強動詞とは時制が変わると語幹が変化する動詞のことです。
 

主な強動詞

現在(意味) 語幹 過去 過去分詞
doen (行う to do) doe deed, deden gedaan
lopen (歩く to walk) loop liep, liepen gelopen
zeggen (話す to say) zeg zei, zeiden gezegd
zien (見る to see) zie zag, zagen gezien
liggen (ある to lie) lig lag, lagen gelegen
zitten (座る to sit) zit zat, zaten gezeten
staan (立つ to stand) sta stond, stonden gestaan
gaan (行く to go) ga ging, gingen gegaan
slaan (打つ to hit) sla sloeg, sloegen geslagen
rijden (乗る to ride, drive) rijd reed, reden gereden
vragen (問う to ask) vraag vroeg, vroegen gevraagd
geven (与える to give) geef gaf, gaven  gegeven
kopen (買う to buy) koop kocht, kochten gekocht
komen (来る to come) kom kwam, kwamen gekomen
weten (知る to know) weet wist, wisten geweten
schrijven (書く to write) schrijf schreef, schreven geschreven
blijven (残る to remain) blijf bleef, bleven gebleven
krijgen (得る to get) krijg kreeg, kregen gekregen
lezen (読む to read) lees las, lazen gelezen
onthouden (覚えている) onthoud onthield, onthielden onthouden
ontdekken (発見する to discover) ontdek ontdekte, ontdekten ontdekt
ontvangen (受ける to receive) ontvang ontving, ontvingen ontwangen

注 ii. 単語末尾の 'v' は 'f' になります。単語末尾の 'z' は 's' になります。不定形が be-, ver, ont- などの接頭辞を持つとき、過去分詞は ge- を取りません。

 

練習 41. a.動詞を正しい形にしなさい。 b. 日本語に訳しなさい。 c. 過去時制に直しなさい。 d. 現在完了時制に直しなさい。

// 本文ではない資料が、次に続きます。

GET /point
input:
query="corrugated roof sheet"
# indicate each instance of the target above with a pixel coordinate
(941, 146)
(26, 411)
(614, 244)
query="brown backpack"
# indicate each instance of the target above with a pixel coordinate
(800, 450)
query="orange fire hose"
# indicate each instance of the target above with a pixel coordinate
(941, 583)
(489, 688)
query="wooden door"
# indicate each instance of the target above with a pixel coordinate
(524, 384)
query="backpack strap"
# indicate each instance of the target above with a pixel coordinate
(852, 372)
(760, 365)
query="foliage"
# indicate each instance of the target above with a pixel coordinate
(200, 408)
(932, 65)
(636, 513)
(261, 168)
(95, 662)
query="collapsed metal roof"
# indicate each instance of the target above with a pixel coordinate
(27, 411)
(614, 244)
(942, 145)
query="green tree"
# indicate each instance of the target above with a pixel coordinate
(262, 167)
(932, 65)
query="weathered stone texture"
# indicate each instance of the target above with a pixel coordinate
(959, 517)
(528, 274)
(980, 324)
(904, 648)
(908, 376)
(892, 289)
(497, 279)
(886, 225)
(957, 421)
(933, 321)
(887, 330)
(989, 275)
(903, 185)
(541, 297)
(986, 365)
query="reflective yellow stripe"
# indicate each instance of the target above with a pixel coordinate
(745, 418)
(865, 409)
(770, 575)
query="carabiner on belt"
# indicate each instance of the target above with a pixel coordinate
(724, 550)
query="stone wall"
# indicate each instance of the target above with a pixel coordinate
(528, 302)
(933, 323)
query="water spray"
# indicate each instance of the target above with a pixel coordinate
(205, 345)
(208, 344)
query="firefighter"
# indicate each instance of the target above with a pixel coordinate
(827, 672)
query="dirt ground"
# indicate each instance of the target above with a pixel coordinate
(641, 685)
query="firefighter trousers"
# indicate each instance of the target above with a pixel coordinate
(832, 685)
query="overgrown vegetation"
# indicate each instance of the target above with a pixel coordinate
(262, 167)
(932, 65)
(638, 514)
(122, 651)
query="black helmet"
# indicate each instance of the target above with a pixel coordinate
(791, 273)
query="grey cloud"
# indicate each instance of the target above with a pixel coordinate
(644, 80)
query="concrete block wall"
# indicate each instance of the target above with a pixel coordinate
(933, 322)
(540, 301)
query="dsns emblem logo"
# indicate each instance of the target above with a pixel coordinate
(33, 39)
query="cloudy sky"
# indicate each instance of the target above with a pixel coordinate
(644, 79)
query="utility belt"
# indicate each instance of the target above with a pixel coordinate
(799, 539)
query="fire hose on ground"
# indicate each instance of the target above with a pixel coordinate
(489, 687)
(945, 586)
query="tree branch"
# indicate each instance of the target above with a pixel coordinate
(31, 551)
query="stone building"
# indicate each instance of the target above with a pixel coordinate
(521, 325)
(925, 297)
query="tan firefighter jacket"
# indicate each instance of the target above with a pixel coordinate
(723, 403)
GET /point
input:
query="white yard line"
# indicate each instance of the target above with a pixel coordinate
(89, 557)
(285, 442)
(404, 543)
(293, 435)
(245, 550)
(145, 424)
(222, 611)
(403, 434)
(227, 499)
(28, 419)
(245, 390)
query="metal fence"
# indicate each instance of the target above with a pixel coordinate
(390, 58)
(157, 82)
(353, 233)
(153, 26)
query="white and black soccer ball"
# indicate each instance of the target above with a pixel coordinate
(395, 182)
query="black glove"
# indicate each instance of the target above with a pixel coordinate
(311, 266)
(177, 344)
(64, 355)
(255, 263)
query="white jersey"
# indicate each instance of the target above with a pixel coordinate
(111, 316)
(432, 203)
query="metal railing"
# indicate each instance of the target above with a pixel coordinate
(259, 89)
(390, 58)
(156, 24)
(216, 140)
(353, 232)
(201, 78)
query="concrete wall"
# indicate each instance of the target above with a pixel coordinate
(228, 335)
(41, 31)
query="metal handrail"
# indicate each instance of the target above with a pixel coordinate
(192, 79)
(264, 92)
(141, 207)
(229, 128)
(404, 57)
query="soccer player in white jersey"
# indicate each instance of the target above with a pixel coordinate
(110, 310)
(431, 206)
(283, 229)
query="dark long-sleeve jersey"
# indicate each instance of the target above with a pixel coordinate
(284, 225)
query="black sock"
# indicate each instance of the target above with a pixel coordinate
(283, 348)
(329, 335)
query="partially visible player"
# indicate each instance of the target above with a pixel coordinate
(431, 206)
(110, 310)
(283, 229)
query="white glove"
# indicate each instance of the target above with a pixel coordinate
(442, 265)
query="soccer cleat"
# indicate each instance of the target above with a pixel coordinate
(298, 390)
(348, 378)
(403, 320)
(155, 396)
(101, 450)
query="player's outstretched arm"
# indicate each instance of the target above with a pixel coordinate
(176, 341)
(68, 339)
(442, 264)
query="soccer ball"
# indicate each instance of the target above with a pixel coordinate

  1. Moeder (lopen) naar de winkel.
  2. Zij (doen) boodschappen.
  3. Zij (kopen) brood.
  4. De bakker en moeder (zeggen) 'Goede Morgen'.
  5. Moeder  (gaan) naar huis.
  6. Vader (blijven) thuis vandaag.
  7. Hij (lezen) een goed boek.
  8. Henk en Wim (komen) thuis.
  9. Zij (zijn) moe.
  10. Henk (hebben)  ook een beetje hoofdpijn.
  11. De stoel (staan) achter de tafel.
  12. Ik (zien) hem niet zo goed.
  13. Waar (liggen) je boek.
  14. Hannie (zitten) aan de  tafel.
  15. Waarom (slaan) jij je zusje.
  16. Vader (rijden) met de auto naar zijn werk.
  17. Wim (vragen) hem waar hij (werken).
  18. Vader (geven) hem  een duidelijk antwoord.
  19. Wim (weten) niet waar zijn vaders kantoor (zijn).
  20. Krijgen) hij een goed salaris.
  21. Hannie (schrijven) elke week een  lange brief.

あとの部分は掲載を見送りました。